My hardware:
IBM x335 server with 2 Xeon 2.4GHz CPUs, 2GB RAM, 2×36GB SCSI hard drives.
Note, that I will not use RAID, because I only have 2 hard drives and I need’em both for different roles to maximize performance. Plus, I have a cluster of squid servers, so even if one of them goes down - it won’t be as painful.
If you decide to use RAID, Tony (the guy who wrote the helpful guide I mentioned earlier) suggests this:
I highly recommend that your machine is set up with a separate pair of squid disks, or worst case, on a separate partition on the host OS drives, utilizing a decently fast RAID level (think RAID10 here, don’t bother going near RAID5, you’ll get major I/O lag on writes). I’d recommend going for FAST disks (stay away from IDE here, or you’ll be in a world of pain).
1. Install Ubuntu 8.04 server edition, with ssh server.
disk a: 34GB - /, ext3.
2GB - swap area.
disk b: 36GB - /var/spool/squid, reiserfs
after the install completes, enter /etc/fstab and comment out the disk b line. instead:
/dev/sdb1 /var/spool/squid reiserfs defaults,notail,noatime 1 2
Reason for choosing ReiserFS:
Probably the most important thing to note when deploying squid, is that in 99% of cases, you will have many thousands – if not millions – of very small files; due to this, you need to choose a file-system that is able to deal very well with reading/writing many small files concurrently.
Enter ReiserFS.
Having tried both XFS – very poor performance over time -, and ext3 – better performance, but still lags a lot under load -, I switched over to ReiserFS, and have found that this lives up very well to its reputation of being good with many-small-files and many-reads/writes-per/sec.
2.
sudo nano /etc/network/interfaces
enter the right config.
3.
sudo nano /etc/apt/sources.list
uncomment all the deb lines
add
deb http://download.webmin.com/download/repository sarge contrib
4.
sudo apt-get update sudo apt-get upgrade
5.
sudo apt-get install build-essential webmin htop
6.
wget http://www.squid-cache.org/Versions/v2/2.7/squid-2.7.STABLE5.tar.gz
or upload from a local dir.
7.
wget http://squirm.foote.com.au/squirm-1.26.tgz
or upload from a local dir.
squirm is a redirector, which we use for rewriting dynamic links, so that squid will be able to cache them. I’m not sure you need it, but in case you do, I’m not going to cut it out of the guide.
8.
Some kernel optimizations:
sudo nano /etc/sysctl.conf
enter the values below. You might want to take a look at what you’re doing, just google those - there’s plenty of info.

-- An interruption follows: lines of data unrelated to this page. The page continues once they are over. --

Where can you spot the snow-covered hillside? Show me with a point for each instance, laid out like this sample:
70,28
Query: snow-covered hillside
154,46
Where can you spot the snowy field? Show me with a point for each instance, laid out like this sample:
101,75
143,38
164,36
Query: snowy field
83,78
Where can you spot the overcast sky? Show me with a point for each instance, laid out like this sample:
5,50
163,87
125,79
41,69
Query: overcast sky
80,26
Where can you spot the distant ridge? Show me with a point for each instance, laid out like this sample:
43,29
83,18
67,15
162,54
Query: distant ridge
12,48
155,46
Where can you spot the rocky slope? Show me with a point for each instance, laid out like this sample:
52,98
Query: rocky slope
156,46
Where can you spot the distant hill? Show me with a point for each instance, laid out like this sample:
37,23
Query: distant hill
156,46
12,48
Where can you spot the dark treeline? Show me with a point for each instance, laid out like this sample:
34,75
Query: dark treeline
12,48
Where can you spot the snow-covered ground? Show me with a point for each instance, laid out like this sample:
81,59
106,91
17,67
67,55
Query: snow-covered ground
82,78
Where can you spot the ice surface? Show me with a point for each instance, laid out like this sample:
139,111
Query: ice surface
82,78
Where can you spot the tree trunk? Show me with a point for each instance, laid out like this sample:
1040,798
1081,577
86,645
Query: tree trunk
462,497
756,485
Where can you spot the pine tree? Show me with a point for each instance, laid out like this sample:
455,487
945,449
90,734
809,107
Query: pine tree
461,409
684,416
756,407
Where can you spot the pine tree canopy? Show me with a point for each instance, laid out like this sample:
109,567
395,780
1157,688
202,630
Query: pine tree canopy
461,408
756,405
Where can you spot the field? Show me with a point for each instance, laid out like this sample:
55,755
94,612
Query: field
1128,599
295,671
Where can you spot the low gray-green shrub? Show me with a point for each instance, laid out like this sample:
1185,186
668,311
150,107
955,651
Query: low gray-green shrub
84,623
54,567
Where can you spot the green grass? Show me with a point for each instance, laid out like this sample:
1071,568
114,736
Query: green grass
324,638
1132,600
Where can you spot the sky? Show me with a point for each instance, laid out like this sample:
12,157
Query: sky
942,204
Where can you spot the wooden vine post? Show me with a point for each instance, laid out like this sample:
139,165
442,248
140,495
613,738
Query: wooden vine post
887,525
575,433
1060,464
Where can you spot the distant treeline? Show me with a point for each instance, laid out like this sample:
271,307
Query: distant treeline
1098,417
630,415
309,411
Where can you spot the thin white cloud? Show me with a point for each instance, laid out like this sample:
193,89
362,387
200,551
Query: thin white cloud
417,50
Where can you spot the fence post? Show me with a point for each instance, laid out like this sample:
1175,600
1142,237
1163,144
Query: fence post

fs.file-max = 131072 net.core.rmem_default = 262144 net.core.rmem_max = 262144 net.core.wmem_default = 262144 net.core.wmem_max = 262144 net.ipv4.tcp_rmem = 4096 87380 8388608 net.ipv4.tcp_wmem = 4096 65536 8388608 net.ipv4.tcp_mem = 194976 259968 389952 net.ipv4.tcp_low_latency = 1 net.core.netdev_max_backlog = 4000 net.ipv4.ip_local_port_range = 1024 65000 net.ipv4.tcp_max_syn_backlog = 16384
9.
sudo nano /etc/security/limits.conf
enter this line before the “end of file”:
* - nofile 65535
10.
sudo sysctl -w net.ipv4.route.flush=1
11.
sudo reboot
12.
tar xzf squid-2.7.STABLE5.tar.gz
13.
cd squid-2.7.STABLE5
14.
While you can install the squid package via “apt-get install squid”, you really shouldn’t as you’re gonna miss on some options that aren’t in the package, and since some of’em are pretty necessary for our setup, let’s take some more time and compile it from source. Plus, it will let us understand better what we’re up against here.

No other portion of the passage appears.